REPUBLIKA.CO.ID, JAKARTA -- Gangguan kesuburan atau infertilitas bisa disebabkan oleh banyak faktor. Namun, ada sekitar 10 persen kasus infertilitas yang penyebabnya tak diketahui. Kondisi tersebut dikenal sebagai unexplained infertility atau infertilitas idiopatik.
Infertilitas didefinisikan sebagai kegagalan untuk mencapai kehamilan setelah satu tahun melakukan hubungan seksual teratur tanpa menggunakan alat kontrasepsi. Pada kasus infertilitas idiopatik, pasangan dengan gangguan kesuburan sudah melakukan pemeriksaan lengkap seperti pemeriksaan analisis semen, penilaian fungsi ovulasi, dan uji patensi tuba. Semua pemeriksaan menunjukkan hasil yang normal namun pasangan tetap tidak bisa mencapai kehamilan.
Meski penyebab infertilitas tak diketahui, bukan berarti pasangan dengan infertilitas idiopatik tak bisa memiliki keturunan. Tingkat kehamilan secara spontan pada pasangan dengan infertilitas idiopatik bahkan lebih tinggi dibandingkan pasangan dengan infertilitas yang penyebabnya diketahui.
"Penelitian menunjukkan angka kehamilan secara spontan terjadi sebanyak 13-15 persen pada percobaan tahun pertama," ujar dokter spesialis kebidanan dan kandungan konsultan fertilitas, endokrinologi dan reproduksi RS Pondok Indah - IVF Centre dr Gita Pratama SpOG-KFER MRepSc dalam penjelasan yang disampaikan via email.
Menurut penelitian, angka kehamilan tersebut meningkat menjadi 35 persen pada percobaan tahun berikutnya. Akan tetapi, lanjut dr Gita, angka kehamilan spontan akan terus menurun dengan durasi infertilitas lebih dari tiga tahun dan pada pasangan yang wanitanya berusia di atas 30 tahun.
Ada beberapa terapi penanganan yang dapat membantu pasangan dengan infertilitas idiopatik untuk mencapai kehamilan.
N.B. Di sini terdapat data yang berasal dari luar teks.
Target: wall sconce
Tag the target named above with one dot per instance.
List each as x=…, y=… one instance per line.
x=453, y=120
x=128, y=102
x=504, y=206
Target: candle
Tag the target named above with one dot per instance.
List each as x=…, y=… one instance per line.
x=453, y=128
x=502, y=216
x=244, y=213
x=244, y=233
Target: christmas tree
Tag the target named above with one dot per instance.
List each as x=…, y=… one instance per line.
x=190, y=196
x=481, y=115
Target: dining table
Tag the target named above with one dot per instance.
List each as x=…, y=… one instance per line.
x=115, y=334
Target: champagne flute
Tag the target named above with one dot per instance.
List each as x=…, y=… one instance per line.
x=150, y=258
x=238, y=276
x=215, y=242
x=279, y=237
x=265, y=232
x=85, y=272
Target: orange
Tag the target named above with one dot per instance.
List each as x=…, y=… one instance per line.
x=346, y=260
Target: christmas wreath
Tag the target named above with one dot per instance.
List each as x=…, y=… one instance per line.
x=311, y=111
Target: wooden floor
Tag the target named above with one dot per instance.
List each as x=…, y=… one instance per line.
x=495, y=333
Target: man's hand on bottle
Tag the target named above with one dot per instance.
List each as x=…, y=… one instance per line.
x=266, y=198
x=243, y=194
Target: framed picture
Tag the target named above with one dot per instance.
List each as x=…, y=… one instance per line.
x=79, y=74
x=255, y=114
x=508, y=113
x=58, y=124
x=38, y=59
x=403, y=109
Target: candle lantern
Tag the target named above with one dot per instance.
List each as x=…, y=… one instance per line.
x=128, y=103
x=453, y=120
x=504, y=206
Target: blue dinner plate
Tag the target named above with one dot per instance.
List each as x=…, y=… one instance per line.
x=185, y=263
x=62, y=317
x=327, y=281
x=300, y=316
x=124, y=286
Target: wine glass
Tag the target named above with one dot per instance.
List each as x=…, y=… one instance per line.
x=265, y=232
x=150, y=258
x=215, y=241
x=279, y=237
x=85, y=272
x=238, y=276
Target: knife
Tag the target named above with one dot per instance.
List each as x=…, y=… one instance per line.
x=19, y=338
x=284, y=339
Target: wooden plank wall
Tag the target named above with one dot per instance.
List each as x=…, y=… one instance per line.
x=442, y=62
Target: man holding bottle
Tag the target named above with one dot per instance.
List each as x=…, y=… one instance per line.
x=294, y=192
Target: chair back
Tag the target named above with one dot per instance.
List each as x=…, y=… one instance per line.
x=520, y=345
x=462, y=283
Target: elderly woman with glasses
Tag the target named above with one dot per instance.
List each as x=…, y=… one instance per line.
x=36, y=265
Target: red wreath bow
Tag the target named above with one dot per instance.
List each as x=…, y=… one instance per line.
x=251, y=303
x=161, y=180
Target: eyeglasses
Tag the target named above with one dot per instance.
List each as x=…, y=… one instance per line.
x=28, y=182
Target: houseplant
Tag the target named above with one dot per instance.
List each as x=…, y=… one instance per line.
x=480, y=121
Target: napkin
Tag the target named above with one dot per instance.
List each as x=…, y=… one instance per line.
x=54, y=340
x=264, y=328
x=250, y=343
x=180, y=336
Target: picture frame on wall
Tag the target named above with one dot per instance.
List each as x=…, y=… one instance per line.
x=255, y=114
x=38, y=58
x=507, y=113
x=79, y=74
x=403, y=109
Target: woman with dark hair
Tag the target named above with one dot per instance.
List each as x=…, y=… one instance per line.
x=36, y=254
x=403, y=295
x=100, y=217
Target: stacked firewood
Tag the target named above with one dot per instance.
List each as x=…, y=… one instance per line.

Berikut ini adalah tiga di antaranya seperti disampaikan oleh dr Gita.
Manajemen Ekspektatif
Tingkat kehamilan spontan pada pasangan dengan infertilitas idiopatik cukup tinggi. Oleh karena itu, pasangan dengan infertilitas idiopatik disarankan untuk melakukan hubungan teratur 1-2 hari sekali pada masa subur, yaitu 10-17 hari setelah hari pertama haid terakhir. Manajemen ekspektatif ini terutama dapat dilakukan pada pasangan dengan usia perempuan di bawah 35 tahun.
"Dan usia pernikahan di bawah dua tahun," pungkas dr Gita.